As part of the screening process for potential tenants, most landlords will run a credit check on applicants. This credit check helps landlords confirm that the applicant is financially stable and likely to pay their rent on time.

Essentially, a credit check helps show that your potential tenant has been responsible with money in the past, including with borrowing. This past responsibility typically translates into future financial responsibility, including paying rent on time and in full.

What to Do Before Running the Credit Check

Before you can run a tenant credit check, you will need to gather some basic information from them. You will need their full name and social security, as well as their date of birth and possibly their address. You may also need information such as the tenant’s current landlord and current employer. Even if you do not use that information in the credit check, you will for other aspects of the screening process.

Get Permission

The most important thing to do before the tenant credit check is to get written permission from the tenant to do so. This is crucial because of the sensitive information that you have to provide to get the report, as well as the sensitive information you will receive as part of it.

Be Prepared to Prove You Are the Landlord

The majority of companies that provide credit reports will need you to prove to them that you have a legitimate request for a credit check. This includes not only providing the written authorization from the potential tenant but also proving that you are the property’s landlord.

Expect to have to provide proof of residence, such as a utility bill, proof of your identification, like a driver’s license, and proof that you own the rental property, like a utility bill.

Run the Tenant Credit Check

Once you have all the required information, you are ready to run the credit check. The three major bureaus for credit reporting are Experian, TransUnion, and Equifax. There are also various online services that provide credit checks via these bureaus, sometimes along with other screening features or checks, such as a background or criminal check.

Always make sure you run the report with a trusted company. You do not want to submit the sensitive information to one that is illegitimate, as this would be bad for the potential tenant, and you would be liable.

RentRedi makes it easy because we’ve partnered with TransUnion to ensure you get full background checks with credit, criminal, and eviction reports—-as well as a customized leasing recommendation.

How Long It Will Take

In most cases, you will get a tenant credit check back within just a couple of hours, if not sooner. There may, however, be a delay of up to several days before this while they verify that you are authorized to request the information.
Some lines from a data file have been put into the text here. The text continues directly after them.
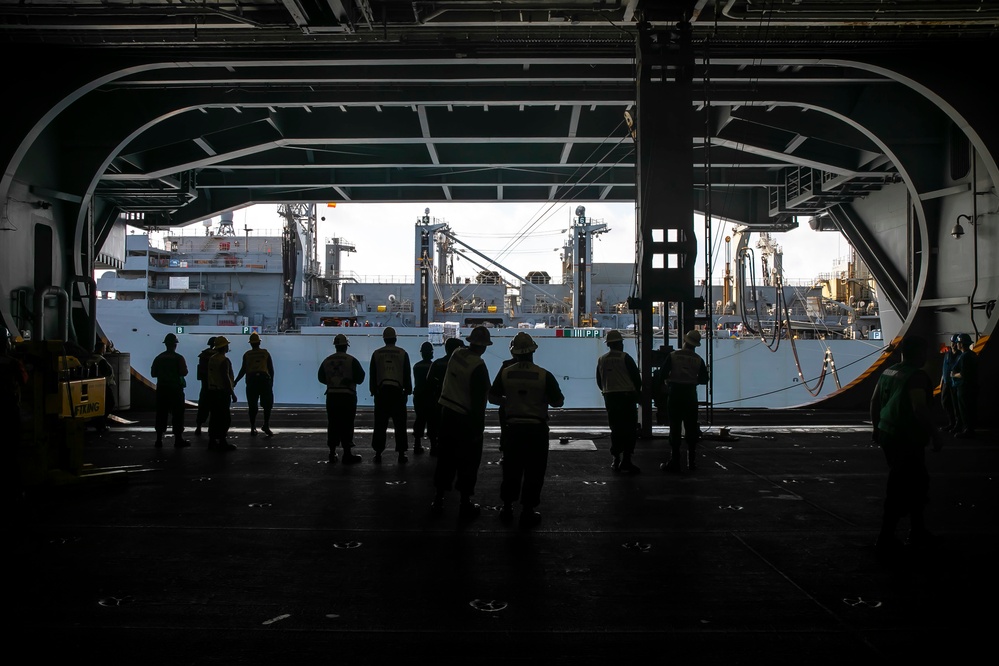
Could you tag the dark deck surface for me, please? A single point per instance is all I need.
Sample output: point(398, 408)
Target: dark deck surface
point(268, 554)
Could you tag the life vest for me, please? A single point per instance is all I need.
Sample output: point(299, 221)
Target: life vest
point(220, 373)
point(896, 415)
point(685, 367)
point(614, 376)
point(167, 370)
point(524, 385)
point(456, 394)
point(339, 371)
point(389, 365)
point(255, 362)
What to Look for in the Credit Report

Once you have a tenant’s credit report, look out for potential red flags, such as chronically late payments, bankruptcies, judgments against them, unpaid accounts, and large debts.
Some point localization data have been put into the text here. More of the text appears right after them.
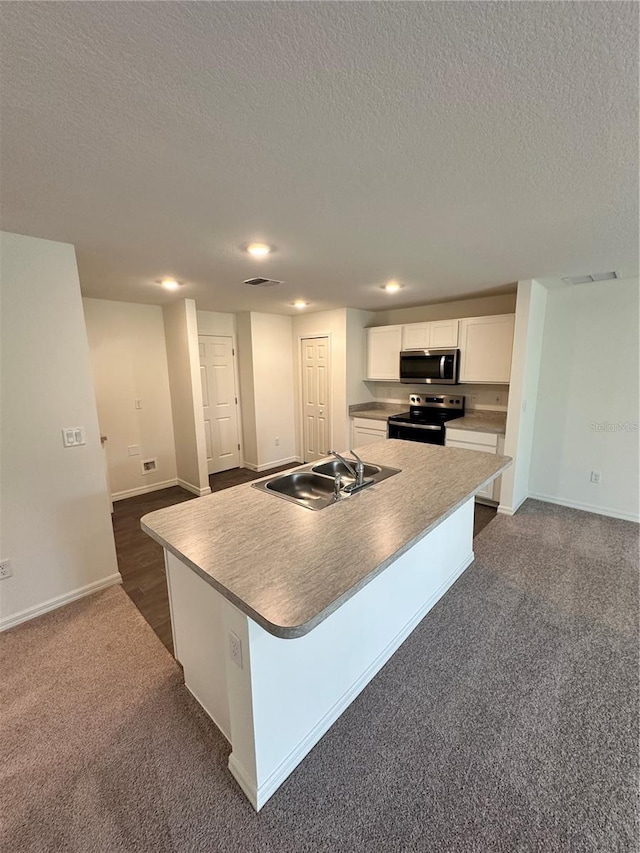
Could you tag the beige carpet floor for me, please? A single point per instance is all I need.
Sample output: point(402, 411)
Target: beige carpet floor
point(507, 722)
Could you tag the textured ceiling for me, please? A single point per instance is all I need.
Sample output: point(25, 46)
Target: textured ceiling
point(457, 147)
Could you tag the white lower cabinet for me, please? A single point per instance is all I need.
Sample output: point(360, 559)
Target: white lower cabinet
point(367, 431)
point(485, 442)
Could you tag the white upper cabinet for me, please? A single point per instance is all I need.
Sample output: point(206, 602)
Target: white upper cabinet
point(383, 352)
point(436, 334)
point(485, 348)
point(415, 336)
point(443, 333)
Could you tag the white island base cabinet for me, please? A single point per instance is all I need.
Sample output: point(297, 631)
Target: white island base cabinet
point(274, 698)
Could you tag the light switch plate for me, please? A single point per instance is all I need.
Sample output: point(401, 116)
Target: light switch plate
point(73, 436)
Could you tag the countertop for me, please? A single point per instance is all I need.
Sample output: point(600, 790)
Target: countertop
point(481, 422)
point(377, 411)
point(287, 567)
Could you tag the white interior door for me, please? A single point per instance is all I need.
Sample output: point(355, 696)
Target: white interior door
point(316, 374)
point(220, 402)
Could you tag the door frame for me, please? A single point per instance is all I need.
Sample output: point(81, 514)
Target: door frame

None of these will always be a disqualifying factor, but some usually will be. Chronically late payments or unpaid accounts, for example, may indicate the tenant will not pay their rent on time, or you may never even receive it. A large debt may indicate that a lot of the tenant’s income is already accounted for, but if they make regular payments without issues, it can also show financial responsibility. Large debts may not automatically disqualify potential tenants, assuming they have a large enough income.
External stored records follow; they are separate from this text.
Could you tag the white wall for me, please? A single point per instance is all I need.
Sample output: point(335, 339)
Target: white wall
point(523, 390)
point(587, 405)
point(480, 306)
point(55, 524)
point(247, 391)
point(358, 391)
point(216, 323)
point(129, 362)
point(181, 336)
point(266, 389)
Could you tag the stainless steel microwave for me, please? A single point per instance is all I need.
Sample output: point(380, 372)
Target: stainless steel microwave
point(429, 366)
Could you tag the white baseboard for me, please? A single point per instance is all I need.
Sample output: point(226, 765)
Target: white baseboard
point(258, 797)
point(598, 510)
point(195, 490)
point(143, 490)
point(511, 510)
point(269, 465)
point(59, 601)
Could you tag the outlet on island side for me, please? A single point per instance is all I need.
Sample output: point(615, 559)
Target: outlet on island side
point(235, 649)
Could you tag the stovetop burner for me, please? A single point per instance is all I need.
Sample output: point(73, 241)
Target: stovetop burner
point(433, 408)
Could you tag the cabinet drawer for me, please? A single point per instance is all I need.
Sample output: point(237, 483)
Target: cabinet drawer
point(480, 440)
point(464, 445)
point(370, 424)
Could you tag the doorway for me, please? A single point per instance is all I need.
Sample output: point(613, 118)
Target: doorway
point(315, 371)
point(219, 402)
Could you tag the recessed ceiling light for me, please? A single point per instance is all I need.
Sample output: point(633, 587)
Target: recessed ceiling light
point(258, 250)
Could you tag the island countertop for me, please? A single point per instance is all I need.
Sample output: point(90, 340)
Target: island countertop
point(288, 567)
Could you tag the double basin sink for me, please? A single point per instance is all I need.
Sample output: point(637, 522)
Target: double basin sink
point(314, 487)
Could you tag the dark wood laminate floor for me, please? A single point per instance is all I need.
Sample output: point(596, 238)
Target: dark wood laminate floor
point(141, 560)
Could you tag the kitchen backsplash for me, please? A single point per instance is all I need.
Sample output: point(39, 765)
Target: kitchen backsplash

Talk to the Tenant About the Credit Report

If everything seems great except the credit report, consider talking to the applicant. Extenuating circumstances may have caused temporary issues with someone who is otherwise financially responsible.

What to Do About Bad Credit

Remember that if you reject a potential tenant due to bad credit, you must legally send them an “adverse action letter” that lets them know why you rejected them and the agency that provided the report and reminds them they can get a free copy of the report within 60 days.

If you choose to rent to someone with poor credit, you can require a cosigner or security deposit. You will still need to send an adverse action letter in these cases.